By the second night, they were in Jacksonville. They boarded Henry Flagler’s Florida East Coast Railroad, with a stop in Ft. Lauderdale (population about 1,500), where Mother and Dot put on their summer clothes. They arrived in the middle of Miami and were met by Pop in his Model A Ford.

Pop was building a warehouse to cover the hardwood flooring used in construction. It was located on Surprise Lake, the locale near what was to become the future Miami Heart Institute. This warehouse became the living quarters for my mother’s family and for the workmen and was aptly named, “the Barracks.”

“Mom cooked three meals a day for everyone and did all the laundry. No wonder she was not so happy in Miami,” Mother wrote in her memoir. “She’d left her church, her lifelong friends and relatives in Ohio, and was lonely, because she did nothing but work, cook, and do laundry.”

My great-uncle Richard was the wealth seeker in the Johnson family. In Columbus, OH , he owned and operated a hat factory before he became a promoter for Carl Fisher on Miami Beach. His office was located in the Bastian Building on Lincoln Road. His wife Dorothy changed her name to “Dorothea” when they moved to Miami Beach with their only child Gwendolyn. My mother and Gwyn were close in age, so Mother often accompanied her to parties and dances where she met many of Gwyn’s socialite friends.

“When school was out, Pop and two of my brothers stayed on the Beach to work on the apartment Pop was building, the Avocado.” In the fall, Mom, Pop and the rest of the family went to Pennsylvania to visit relatives. During the Pennsylvania visit, the 1926 hurricane hit Miami. Pop left immediately and drove to Miami Beach to assess the damage to the Avocado. In Mother’s memoir, she recalled, “There was little water damage to the hardwood floors and some damage to our solar hot water heater system on the roof.” He returned, picked up Mom and the boys and drove back to Miami Beach. My mother and her sister went by train to join them.

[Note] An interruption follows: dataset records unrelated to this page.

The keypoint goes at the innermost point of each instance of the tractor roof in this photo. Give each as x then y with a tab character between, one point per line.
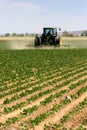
49	28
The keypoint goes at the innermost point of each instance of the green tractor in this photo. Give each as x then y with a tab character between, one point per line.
49	37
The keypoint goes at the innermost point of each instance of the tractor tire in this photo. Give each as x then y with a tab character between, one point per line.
59	42
37	41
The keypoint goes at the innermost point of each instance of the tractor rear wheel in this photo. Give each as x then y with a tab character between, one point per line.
37	41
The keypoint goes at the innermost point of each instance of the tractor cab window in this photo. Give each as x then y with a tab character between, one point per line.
55	32
48	32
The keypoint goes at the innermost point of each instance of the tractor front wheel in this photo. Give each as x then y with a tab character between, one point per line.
37	41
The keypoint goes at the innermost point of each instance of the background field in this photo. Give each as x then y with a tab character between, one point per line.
28	42
43	89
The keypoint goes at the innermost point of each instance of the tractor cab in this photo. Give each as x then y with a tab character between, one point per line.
48	37
49	31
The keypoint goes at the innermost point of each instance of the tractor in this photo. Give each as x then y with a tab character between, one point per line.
49	37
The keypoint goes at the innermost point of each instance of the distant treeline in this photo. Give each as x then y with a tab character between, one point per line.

“When we arrived, we were amazed, seeing barges tossed in the interurban track in the middle of the causeway from the storm. The roadway looked like waves. The Australian pines on Pine Tree Drive were practically wiped clean of all foliage, but Pop’s ‘Avocado Apartments’ withstood the storm and the following hurricane that finished off many of the buildings partially damaged by the ’26 storm. He was an excellent builder.

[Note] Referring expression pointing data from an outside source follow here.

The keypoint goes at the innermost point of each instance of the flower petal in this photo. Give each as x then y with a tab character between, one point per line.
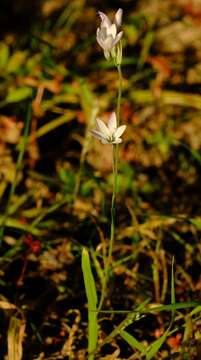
104	18
112	123
97	135
102	128
119	131
112	30
117	141
118	18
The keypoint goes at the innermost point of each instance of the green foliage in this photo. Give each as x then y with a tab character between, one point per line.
90	289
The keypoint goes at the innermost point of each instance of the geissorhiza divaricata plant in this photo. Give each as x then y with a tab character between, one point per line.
109	39
107	35
109	134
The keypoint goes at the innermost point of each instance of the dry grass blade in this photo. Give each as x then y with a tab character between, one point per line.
15	338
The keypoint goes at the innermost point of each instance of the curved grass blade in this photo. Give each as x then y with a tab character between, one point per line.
132	341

“By November ’26, the Avocado was ready for occupancy. Before renters arrived, I was allowed to have a party in the front [apartment].” Mother described the Avocado: “Eight apartments on two floors off a main hall, each with a sun room, living room, dining area, kitchen, bathroom and one bedroom…all furnished including dishes and linens, love seats and couches that could be converted so each apartment could sleep up to six people.” All came with housekeeping. “However, on Miami Beach, housekeepers of color had to leave the Beach by 5 p.m.” Mother’s family moved into the two-bedroom apartment over the two-car garage at the rear of the building. Mom and Pop occupied one bedroom; my mother and her sister shared the other one. The boys bedded in the sun room and living room.

Life was good on Miami Beach for my mother’s family until two events brought Beach living to an abrupt end. Just as Mother was graduating from Ida M. Fisher, Pop’s business manager in Ohio pilfered the profits from his heating and sheet metal business, and then Pop’s brother, Richard (holder of the property deeds for their lots and buildings), entered a poker game with Carl Fisher. He used the deeds as collateral, lost the game and all the holdings, leaving no home for my mother or her family on Miami Beach. Thus, the return to Ohio began.

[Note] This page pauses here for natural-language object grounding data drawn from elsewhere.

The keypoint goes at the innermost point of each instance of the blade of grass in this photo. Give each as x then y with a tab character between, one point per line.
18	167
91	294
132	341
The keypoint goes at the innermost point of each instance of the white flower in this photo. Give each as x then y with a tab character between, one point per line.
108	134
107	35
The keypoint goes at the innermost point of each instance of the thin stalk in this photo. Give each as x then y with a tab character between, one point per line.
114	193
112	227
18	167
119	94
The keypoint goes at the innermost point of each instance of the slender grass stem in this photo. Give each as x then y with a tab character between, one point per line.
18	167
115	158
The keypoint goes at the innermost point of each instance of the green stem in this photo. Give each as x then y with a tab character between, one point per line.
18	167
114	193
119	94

After several decades in Ohio, Mom and Pop moved back to South Florida, but not to Miami. They chose that “small town” where my mother and her sister changed into summer clothes on their first train trip. My parents joined them in the Riverland area of Ft. Lauderdale years later. Three of Mom and Pop’s children and their children and great-grandchildren made South Florida their permanent residence, and I chose Miami, my home now for nearly 40 years.